Unicode - MIT/GNU Scheme 7.7.90+

Previous: Character Sets, Up: Characters

5.7 Unicode

MIT/GNU Scheme provides rudimentary support for Unicode characters. In an ideal world, Unicode would be the base character set for MIT/GNU Scheme. But MIT/GNU Scheme predates the invention of Unicode, and converting an application of this size is a considerable undertaking. So for the time being, the base character set for I/O and strings is ISO-8859-1, and Unicode support is grafted on.

This Unicode support was implemented as a part of the XML parser (see XML Support) implementation. XML uses Unicode as its base character set, and any XML implementation must support Unicode.

The basic unit in a Unicode implementation is the code point. The character equivalent of a code point is a wide character.

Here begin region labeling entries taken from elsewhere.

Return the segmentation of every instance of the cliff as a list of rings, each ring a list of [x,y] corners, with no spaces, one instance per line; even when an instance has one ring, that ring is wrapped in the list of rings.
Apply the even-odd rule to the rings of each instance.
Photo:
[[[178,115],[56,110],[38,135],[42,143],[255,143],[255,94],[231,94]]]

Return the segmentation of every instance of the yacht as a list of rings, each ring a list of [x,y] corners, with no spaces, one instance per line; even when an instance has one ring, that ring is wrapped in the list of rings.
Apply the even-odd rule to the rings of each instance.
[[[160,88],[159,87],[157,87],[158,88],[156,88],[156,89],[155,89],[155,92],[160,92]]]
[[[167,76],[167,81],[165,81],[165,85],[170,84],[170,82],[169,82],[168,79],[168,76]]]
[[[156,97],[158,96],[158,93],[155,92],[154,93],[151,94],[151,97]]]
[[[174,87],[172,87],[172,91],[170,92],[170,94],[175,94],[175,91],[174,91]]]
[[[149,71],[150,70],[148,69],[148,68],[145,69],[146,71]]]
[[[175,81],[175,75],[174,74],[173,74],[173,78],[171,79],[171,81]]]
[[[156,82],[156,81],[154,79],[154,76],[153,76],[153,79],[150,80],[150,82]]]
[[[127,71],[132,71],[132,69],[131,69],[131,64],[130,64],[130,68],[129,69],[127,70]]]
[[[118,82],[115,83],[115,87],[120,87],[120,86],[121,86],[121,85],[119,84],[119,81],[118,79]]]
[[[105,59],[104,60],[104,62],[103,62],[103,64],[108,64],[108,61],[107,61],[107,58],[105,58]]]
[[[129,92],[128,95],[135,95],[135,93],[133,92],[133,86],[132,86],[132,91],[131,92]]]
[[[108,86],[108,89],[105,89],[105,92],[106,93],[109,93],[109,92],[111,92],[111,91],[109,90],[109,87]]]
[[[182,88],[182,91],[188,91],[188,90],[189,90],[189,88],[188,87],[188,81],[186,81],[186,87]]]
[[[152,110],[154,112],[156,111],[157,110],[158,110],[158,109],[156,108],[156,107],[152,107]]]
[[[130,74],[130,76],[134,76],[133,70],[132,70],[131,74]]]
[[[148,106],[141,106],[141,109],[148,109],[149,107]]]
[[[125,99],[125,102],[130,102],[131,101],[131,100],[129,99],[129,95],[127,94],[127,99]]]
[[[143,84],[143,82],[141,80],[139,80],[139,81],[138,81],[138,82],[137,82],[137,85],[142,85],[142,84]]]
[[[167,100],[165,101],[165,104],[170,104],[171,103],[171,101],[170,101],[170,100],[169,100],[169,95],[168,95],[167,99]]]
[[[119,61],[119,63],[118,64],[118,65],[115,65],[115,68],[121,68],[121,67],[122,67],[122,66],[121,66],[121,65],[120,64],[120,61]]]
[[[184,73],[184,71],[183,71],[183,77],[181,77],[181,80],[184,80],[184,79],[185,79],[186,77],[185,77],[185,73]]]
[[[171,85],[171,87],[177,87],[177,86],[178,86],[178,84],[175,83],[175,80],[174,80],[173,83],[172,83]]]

— procedure: unicode-code-point? object

Returns #t if object is a Unicode code point. Code points are implemented as exact non-negative integers. They are further limited, by the Unicode standard, to be strictly less than #x110000, with the values #xD800 through #xDFFF, #xFFFE, and #xFFFF excluded.

— procedure: wide-char? object

Returns #t if object is a wide character, specifically if object is a character with no bucky bits and whose code satisfies unicode-code-point?.

The Unicode implementation consists of three parts:

An implementation of wide strings, which are character strings that support the full Unicode character set with constant-time access.
I/O procedures that read and write Unicode characters in several external representations, specifically UTF-8, UTF-16, and UTF-32.
An alphabet abstraction, which is an efficient implementation of sets of Unicode code points (similar to the char-set abstraction).